In another development, a related topic came up in an entrance exam at Kyushu University last year. It asked applicants to write their opinion on how to address the issue after explaining various types of stolen artifacts at display in major institutions, including the British Museum and the Metropolitan Museum of Art in New York.
A gilt-bronze hat from the Shilla Dynasty, a part of the Ogura collection on display at the Korean Gallery of the Tokyo National Museum. [KIM HYUN-YE]
Akira Igarashi, a Japanese historian who wrote a book on the issue of restitution, said that Japan took an important step of joining the global trend of returning cultural properties to the countries of their origin. “The fact that the issue came up in college entrance exams means students must know the theme, which is a positive direction,” he said.
He spoke on the Ogura collection at the Korean Gallery of the Tokyo National Museum in Ueno Park. Half of what is at display in the museum came from Takenosuke Ogura, a Japanese businessman who had built huge wealth with his business in Daegu during the colonial period. After his death in the early 1980s, his family donated nearly 1,100 cultural properties taken from Korea. They include a golden hat from the Gaya confederacy (42-532), a gilt-bronze hat from the Unified Silla Period (676-935) and the daily hat of King Gojong (1852-1919). Some of them are listed as Japan’s national treasures. Seoul asked for the return of the Ogura collection at the time of the basic treaty in 1965, but Tokyo refused, citing them to be an individual property.
Igarashi maintained that the national museum in Tokyo must clarify how Korea’s cultural assets arrived here and if the Japanese government cannot clarify their origin as they were taken illegally, Japanese people must know that.
He pointed to a memo Ogura left.

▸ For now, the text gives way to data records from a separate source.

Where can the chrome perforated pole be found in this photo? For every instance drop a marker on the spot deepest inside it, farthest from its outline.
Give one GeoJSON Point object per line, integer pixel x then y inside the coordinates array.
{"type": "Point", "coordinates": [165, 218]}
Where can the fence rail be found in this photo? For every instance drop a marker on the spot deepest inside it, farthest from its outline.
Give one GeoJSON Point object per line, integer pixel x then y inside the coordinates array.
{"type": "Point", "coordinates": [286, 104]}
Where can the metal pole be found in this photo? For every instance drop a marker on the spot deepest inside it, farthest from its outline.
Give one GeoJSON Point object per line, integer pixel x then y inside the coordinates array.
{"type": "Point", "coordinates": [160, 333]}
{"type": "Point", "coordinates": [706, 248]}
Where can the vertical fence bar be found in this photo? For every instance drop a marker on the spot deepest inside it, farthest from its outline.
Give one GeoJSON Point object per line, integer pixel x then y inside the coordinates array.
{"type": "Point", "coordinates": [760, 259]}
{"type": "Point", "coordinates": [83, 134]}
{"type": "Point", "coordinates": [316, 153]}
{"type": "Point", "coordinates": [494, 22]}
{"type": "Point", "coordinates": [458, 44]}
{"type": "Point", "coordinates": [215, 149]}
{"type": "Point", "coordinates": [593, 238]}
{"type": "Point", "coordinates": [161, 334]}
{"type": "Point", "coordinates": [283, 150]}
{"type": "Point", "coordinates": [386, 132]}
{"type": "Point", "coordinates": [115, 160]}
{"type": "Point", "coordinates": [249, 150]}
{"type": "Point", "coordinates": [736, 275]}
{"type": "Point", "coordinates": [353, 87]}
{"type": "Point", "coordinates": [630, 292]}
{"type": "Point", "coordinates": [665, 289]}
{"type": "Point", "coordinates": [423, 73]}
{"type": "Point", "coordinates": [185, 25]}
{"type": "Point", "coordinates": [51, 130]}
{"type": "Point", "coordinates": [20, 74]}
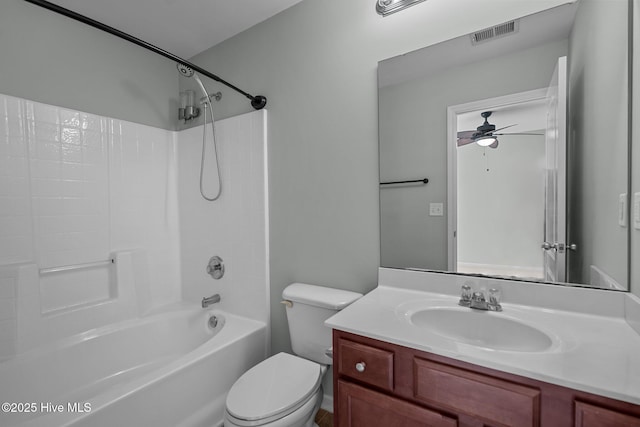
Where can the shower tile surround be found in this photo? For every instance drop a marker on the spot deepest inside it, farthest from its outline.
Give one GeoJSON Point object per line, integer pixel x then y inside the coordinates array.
{"type": "Point", "coordinates": [78, 188]}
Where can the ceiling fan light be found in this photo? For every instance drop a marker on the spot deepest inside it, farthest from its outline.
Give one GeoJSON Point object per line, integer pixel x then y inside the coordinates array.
{"type": "Point", "coordinates": [486, 141]}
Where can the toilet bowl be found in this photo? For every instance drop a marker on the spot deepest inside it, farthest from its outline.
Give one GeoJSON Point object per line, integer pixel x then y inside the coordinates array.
{"type": "Point", "coordinates": [282, 391]}
{"type": "Point", "coordinates": [285, 390]}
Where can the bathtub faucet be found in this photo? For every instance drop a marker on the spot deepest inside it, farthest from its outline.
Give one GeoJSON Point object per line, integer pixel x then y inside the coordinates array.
{"type": "Point", "coordinates": [206, 302]}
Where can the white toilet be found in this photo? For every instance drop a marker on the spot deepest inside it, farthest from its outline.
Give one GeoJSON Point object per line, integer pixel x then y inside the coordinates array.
{"type": "Point", "coordinates": [286, 390]}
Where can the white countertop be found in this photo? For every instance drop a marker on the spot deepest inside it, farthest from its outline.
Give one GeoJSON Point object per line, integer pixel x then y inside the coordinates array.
{"type": "Point", "coordinates": [598, 354]}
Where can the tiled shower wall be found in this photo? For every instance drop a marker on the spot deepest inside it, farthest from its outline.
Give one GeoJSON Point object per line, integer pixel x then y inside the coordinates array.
{"type": "Point", "coordinates": [78, 188]}
{"type": "Point", "coordinates": [75, 188]}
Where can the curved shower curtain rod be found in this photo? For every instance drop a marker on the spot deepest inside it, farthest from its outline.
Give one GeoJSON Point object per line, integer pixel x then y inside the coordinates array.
{"type": "Point", "coordinates": [258, 102]}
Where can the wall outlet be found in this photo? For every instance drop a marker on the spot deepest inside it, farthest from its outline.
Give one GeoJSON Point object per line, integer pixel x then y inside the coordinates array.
{"type": "Point", "coordinates": [622, 210]}
{"type": "Point", "coordinates": [636, 211]}
{"type": "Point", "coordinates": [436, 209]}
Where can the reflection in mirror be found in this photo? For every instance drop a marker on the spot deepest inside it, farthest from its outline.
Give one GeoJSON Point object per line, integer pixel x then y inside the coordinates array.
{"type": "Point", "coordinates": [549, 200]}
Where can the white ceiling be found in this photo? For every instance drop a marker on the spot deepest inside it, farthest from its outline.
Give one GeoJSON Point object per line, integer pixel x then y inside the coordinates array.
{"type": "Point", "coordinates": [184, 28]}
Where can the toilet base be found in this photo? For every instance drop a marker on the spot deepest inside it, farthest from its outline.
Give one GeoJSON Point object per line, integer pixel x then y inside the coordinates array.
{"type": "Point", "coordinates": [302, 417]}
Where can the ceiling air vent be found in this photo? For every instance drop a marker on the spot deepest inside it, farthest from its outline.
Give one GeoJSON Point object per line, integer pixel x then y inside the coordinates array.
{"type": "Point", "coordinates": [495, 32]}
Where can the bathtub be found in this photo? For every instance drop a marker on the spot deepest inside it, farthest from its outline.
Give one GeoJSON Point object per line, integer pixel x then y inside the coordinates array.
{"type": "Point", "coordinates": [172, 368]}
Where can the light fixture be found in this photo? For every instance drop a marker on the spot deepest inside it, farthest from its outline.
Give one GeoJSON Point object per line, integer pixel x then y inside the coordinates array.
{"type": "Point", "coordinates": [487, 140]}
{"type": "Point", "coordinates": [387, 7]}
{"type": "Point", "coordinates": [188, 110]}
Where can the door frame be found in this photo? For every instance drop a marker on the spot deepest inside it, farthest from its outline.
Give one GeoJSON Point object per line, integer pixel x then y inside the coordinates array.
{"type": "Point", "coordinates": [452, 164]}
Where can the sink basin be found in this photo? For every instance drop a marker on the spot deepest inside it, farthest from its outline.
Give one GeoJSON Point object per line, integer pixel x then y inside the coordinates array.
{"type": "Point", "coordinates": [482, 329]}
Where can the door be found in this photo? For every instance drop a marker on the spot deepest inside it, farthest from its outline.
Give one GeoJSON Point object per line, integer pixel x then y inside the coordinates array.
{"type": "Point", "coordinates": [362, 407]}
{"type": "Point", "coordinates": [555, 206]}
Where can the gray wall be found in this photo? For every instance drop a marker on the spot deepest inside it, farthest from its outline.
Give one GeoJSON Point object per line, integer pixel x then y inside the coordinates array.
{"type": "Point", "coordinates": [316, 62]}
{"type": "Point", "coordinates": [598, 95]}
{"type": "Point", "coordinates": [501, 205]}
{"type": "Point", "coordinates": [413, 134]}
{"type": "Point", "coordinates": [52, 59]}
{"type": "Point", "coordinates": [635, 169]}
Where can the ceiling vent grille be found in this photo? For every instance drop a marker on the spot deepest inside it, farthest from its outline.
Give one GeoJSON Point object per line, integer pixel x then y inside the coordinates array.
{"type": "Point", "coordinates": [495, 32]}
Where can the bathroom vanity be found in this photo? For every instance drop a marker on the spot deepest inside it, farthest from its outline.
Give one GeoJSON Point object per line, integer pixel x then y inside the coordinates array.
{"type": "Point", "coordinates": [485, 368]}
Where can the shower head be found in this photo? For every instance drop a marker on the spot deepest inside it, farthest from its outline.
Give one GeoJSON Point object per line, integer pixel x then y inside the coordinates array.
{"type": "Point", "coordinates": [184, 70]}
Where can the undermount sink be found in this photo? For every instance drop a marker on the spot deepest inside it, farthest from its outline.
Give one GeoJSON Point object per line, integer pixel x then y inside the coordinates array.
{"type": "Point", "coordinates": [482, 329]}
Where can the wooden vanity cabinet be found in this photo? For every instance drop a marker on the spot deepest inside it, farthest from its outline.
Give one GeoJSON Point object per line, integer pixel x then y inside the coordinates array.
{"type": "Point", "coordinates": [381, 384]}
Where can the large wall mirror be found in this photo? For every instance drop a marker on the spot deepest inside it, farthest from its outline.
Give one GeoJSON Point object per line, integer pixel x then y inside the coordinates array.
{"type": "Point", "coordinates": [506, 152]}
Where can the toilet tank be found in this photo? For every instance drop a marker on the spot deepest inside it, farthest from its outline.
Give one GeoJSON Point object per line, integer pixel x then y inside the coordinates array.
{"type": "Point", "coordinates": [308, 306]}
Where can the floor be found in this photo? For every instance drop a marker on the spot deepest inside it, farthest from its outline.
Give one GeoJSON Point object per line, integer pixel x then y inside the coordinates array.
{"type": "Point", "coordinates": [324, 418]}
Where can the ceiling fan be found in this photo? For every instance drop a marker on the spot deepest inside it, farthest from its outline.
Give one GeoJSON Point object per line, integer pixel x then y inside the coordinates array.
{"type": "Point", "coordinates": [485, 135]}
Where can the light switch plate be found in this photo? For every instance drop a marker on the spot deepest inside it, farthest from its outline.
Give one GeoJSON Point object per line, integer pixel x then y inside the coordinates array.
{"type": "Point", "coordinates": [622, 210]}
{"type": "Point", "coordinates": [436, 209]}
{"type": "Point", "coordinates": [636, 211]}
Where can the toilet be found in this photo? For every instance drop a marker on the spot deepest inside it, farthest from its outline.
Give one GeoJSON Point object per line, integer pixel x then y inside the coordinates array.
{"type": "Point", "coordinates": [286, 390]}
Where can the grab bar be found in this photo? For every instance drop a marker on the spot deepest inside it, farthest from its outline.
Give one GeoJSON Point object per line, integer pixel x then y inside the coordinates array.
{"type": "Point", "coordinates": [51, 270]}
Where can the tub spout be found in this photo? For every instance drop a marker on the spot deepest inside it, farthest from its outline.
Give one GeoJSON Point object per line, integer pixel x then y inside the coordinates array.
{"type": "Point", "coordinates": [206, 302]}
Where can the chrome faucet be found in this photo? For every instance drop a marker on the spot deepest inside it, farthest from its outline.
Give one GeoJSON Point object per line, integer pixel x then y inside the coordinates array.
{"type": "Point", "coordinates": [206, 302]}
{"type": "Point", "coordinates": [478, 301]}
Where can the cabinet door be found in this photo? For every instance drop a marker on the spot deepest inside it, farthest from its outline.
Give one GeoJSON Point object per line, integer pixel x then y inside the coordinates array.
{"type": "Point", "coordinates": [588, 415]}
{"type": "Point", "coordinates": [361, 407]}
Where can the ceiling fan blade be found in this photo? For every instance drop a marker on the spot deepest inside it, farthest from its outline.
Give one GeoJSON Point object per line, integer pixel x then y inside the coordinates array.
{"type": "Point", "coordinates": [505, 127]}
{"type": "Point", "coordinates": [521, 133]}
{"type": "Point", "coordinates": [466, 133]}
{"type": "Point", "coordinates": [464, 141]}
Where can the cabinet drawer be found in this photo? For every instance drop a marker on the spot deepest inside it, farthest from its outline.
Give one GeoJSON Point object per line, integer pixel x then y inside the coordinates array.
{"type": "Point", "coordinates": [364, 363]}
{"type": "Point", "coordinates": [588, 415]}
{"type": "Point", "coordinates": [481, 396]}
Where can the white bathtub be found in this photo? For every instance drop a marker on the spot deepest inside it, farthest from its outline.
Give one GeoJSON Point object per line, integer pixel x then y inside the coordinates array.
{"type": "Point", "coordinates": [167, 369]}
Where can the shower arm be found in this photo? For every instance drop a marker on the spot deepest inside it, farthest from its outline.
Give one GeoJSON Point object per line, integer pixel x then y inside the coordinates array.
{"type": "Point", "coordinates": [258, 102]}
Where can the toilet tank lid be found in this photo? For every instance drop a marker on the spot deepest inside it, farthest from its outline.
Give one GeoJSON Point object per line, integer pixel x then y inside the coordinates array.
{"type": "Point", "coordinates": [319, 296]}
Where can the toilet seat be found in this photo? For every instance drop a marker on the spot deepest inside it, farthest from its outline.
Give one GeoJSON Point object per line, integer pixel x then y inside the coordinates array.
{"type": "Point", "coordinates": [273, 389]}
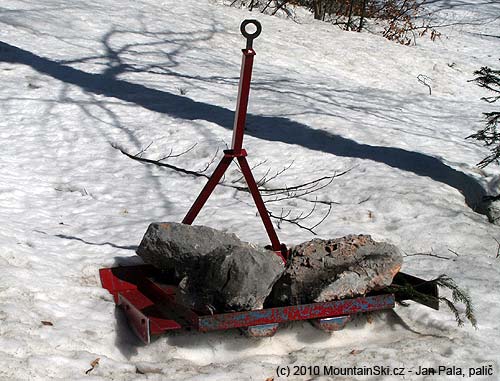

Ogura kept records on his collection list. Ogura explained that a wooden tea table was taken from the Gyeongbok Palace after Japanese assassins killed Queen Min. “Since there is a record showing they are stolen properties, they should not be displayed at a national museum and must be returned to their original country,” he said. “If the cultural properties really could not be returned as they belonged to individuals in the 1960s, they can be returned now as they are property of a national institution.”